Une rémunération dépend de plusieurs facteurs. Le pays où l’on se trouve, pour commencer ! Si l’on en croit Bloomberg, par exemple, les salaires des CEO des compagnies cotées en Bourse, dûment pondérés par la capitalisation boursière, sont quatre fois et demie plus élevés aux États-Unis qu’à Hong Kong et 9,6 fois mieux qu’en Malaisie. Le salaire de l’ouvrier de bâtiment suit. Un salaire doit, dans l’idéal, refléter un «mix» du poids des responsabilités assumées et des capacités de l’employé à apporter du résultat. Je ne suis pas en position de dire si Mme Sumputh ou M. Sanspeur valent leurs salaires, mais ce qui est certain, c’est que si leurs revenus mensuels ne sont pas une exagération quand comparés, sans analyse 1 : 1, avec certains salaires du secteur privé, ils suscitent, inévitablement, incompréhension et stupeur quand comparés aux rémunérations moyennes dans le pays – soit Rs 29 360. C’est encore pire si l’on souligne que 72 280 foyers ont des revenus de moins que Rs 12 000 par mois ! Les salaires d’un ministre, allocations comprises, étant à Rs 330 000 par mois et leurs responsabilités étant (du moins dans les ministères «lourds») plus importantes que ceux de Sumputh ou de Sanspeur, peut-on s’avancer à dire que les résultats de ces derniers, mesurés par rapport à leurs KPIs – (ils en ont, ou non ?) – sont à ce point meilleurs ? Remarquez que nous ne parlons pas, ici, des compétences des ministres et encore moins de leurs capacités à «faire du résultat», mais seulement et exclusivement de leurs responsabilités ! C’est ce qui explique d’ailleurs que tous les ministres sont payés la même somme mensuelle ? On sait, par ailleurs, que les revenus de M. Sanspeur sont, eux, consolidés sur neuf fonctions différentes. Est-ce bien raisonnable d’assumer autant de responsabilités ? En outre, remarquons que si la méritocratie était généralement opérante, tant dans le privé que dans le public, les rancœurs auraient été, pour sûr, bien moindres.

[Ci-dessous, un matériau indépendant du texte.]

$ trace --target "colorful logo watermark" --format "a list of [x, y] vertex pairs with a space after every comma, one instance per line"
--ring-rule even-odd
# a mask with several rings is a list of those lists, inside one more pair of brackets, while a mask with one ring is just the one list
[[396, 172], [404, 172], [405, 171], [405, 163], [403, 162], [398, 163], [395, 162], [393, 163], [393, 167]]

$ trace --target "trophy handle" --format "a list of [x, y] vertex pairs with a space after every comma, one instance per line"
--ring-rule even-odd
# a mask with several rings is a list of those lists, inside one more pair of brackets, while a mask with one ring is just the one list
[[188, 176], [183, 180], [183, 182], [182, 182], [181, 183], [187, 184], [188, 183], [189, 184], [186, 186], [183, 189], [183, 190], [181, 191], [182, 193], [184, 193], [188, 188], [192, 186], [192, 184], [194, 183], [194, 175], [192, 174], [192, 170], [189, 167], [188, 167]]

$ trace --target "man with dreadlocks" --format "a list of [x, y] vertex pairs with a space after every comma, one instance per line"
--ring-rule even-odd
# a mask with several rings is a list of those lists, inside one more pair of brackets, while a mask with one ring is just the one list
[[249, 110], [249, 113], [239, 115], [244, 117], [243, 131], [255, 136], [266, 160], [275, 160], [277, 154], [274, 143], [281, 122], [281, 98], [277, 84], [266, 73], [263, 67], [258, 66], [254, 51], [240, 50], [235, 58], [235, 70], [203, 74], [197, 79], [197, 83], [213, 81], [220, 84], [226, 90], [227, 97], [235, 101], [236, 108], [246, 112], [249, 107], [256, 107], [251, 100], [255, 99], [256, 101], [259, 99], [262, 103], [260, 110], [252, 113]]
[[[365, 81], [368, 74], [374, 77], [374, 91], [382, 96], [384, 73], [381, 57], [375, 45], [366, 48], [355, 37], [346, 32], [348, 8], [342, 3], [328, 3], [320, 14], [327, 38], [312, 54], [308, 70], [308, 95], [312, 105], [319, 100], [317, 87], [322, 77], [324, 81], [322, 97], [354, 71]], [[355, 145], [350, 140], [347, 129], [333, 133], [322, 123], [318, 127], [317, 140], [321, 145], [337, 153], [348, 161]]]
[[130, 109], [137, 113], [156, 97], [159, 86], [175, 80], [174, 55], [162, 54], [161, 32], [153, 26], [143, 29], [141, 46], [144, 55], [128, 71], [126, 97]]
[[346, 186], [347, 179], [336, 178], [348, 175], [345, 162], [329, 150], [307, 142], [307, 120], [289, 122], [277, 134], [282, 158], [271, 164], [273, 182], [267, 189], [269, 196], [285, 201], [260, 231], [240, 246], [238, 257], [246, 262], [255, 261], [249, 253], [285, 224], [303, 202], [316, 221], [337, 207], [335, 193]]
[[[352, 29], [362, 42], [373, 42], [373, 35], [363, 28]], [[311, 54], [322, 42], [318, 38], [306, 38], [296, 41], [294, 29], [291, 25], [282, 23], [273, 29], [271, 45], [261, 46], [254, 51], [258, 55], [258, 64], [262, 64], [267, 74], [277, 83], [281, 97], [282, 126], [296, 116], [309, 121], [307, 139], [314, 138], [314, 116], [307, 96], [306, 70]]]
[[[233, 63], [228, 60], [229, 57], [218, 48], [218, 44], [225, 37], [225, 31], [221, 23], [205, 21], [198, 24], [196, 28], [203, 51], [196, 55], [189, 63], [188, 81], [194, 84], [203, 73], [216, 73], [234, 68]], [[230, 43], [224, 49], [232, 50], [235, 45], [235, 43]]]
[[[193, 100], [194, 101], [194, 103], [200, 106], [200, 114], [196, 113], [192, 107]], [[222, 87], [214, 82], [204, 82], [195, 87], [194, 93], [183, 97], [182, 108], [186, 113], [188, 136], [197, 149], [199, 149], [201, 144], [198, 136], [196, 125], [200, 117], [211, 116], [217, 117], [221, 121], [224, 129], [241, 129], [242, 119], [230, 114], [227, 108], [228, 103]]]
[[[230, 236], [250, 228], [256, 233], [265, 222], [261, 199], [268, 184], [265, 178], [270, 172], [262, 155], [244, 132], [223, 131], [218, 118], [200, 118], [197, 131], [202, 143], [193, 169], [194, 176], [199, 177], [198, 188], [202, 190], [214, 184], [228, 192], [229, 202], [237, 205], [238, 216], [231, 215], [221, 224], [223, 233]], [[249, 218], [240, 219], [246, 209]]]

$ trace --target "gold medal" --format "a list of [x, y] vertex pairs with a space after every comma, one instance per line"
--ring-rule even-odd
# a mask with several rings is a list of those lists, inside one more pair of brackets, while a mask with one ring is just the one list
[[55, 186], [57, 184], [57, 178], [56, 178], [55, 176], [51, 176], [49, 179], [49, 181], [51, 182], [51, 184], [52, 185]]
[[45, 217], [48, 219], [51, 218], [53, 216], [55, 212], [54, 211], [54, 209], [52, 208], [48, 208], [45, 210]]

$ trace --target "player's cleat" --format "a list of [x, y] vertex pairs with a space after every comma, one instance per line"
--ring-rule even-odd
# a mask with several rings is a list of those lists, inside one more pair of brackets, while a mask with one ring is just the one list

 Reste la question de la relativité salariale. On évoque, à ce titre, le fameux coefficient de Gini. Dans une courte analyse de 142 nations faite par «l’express» en novembre 2015, on faisait ressortir que trois groupes de pays se précisaient. Un premier groupe de 22 pays, dont 15 étaient «riches» (PNB/tête>12 746$), était relativement égalitaire et affichait des Gini inférieurs à 0,30. Un deuxième groupe de 61 pays, dont plus de 23 «riches» et dont faisait partie Maurice, affichait des Gini d’entre 0,30 et 0,40 alors qu’un dernier bloc de 59 pays alignait seulement cinq pays riches et avait des Gini de plus de 0,40. Maurice, dont le Gini était à 0,39 en 2006, est passé à 0,41 en 2012. Conclusion ? Un pays peut être riche en étant relativement inégalitaire (exemples : Hong Kong : 0,54 ; Singapour : 0,46 et USA : 0,45), mais la probabilité est qu’un pays qui est riche est plutôt égalitaire. Maurice, rappelons-le, n’est pas encore «riche» et un Gini de 0,41 est loin donc d’être anormal.

   

 

Une autre façon de tacler la même question est ce fameux ratio arbitraire proposé de 40 entre le salaire le plus élevé d’une entreprise et le salaire le plus bas. à mon sens, c’est un exercice futile et inadéquat. Pour exemple : si le salaire du PM (allocations comprises) est de Rs 522 000, faut-il vraiment que le dernier salaire dans le secteur public soit de Rs 13 000 ? Ce serait vraiment bien trop mécanique comme approche et probablement insoutenable de toute façon ! Autre exemple, si nous avions besoin des services spécialisés de Bill Gates et qu’il nous les fournissait pour Rs 10 millions par mois et que le pays en tirait, de son côté, Rs 1 milliard de bénéfices par an, son planton devrait-il toucher Rs 250 000 par mois ? Bien plus raisonnable serait de considérer un salaire minimum qui respecte la dignité humaine, mais ne lamine pas trop l’emploi ! C’est ce dont on parle ces jours-ci et ce ne sera pas de tout repos…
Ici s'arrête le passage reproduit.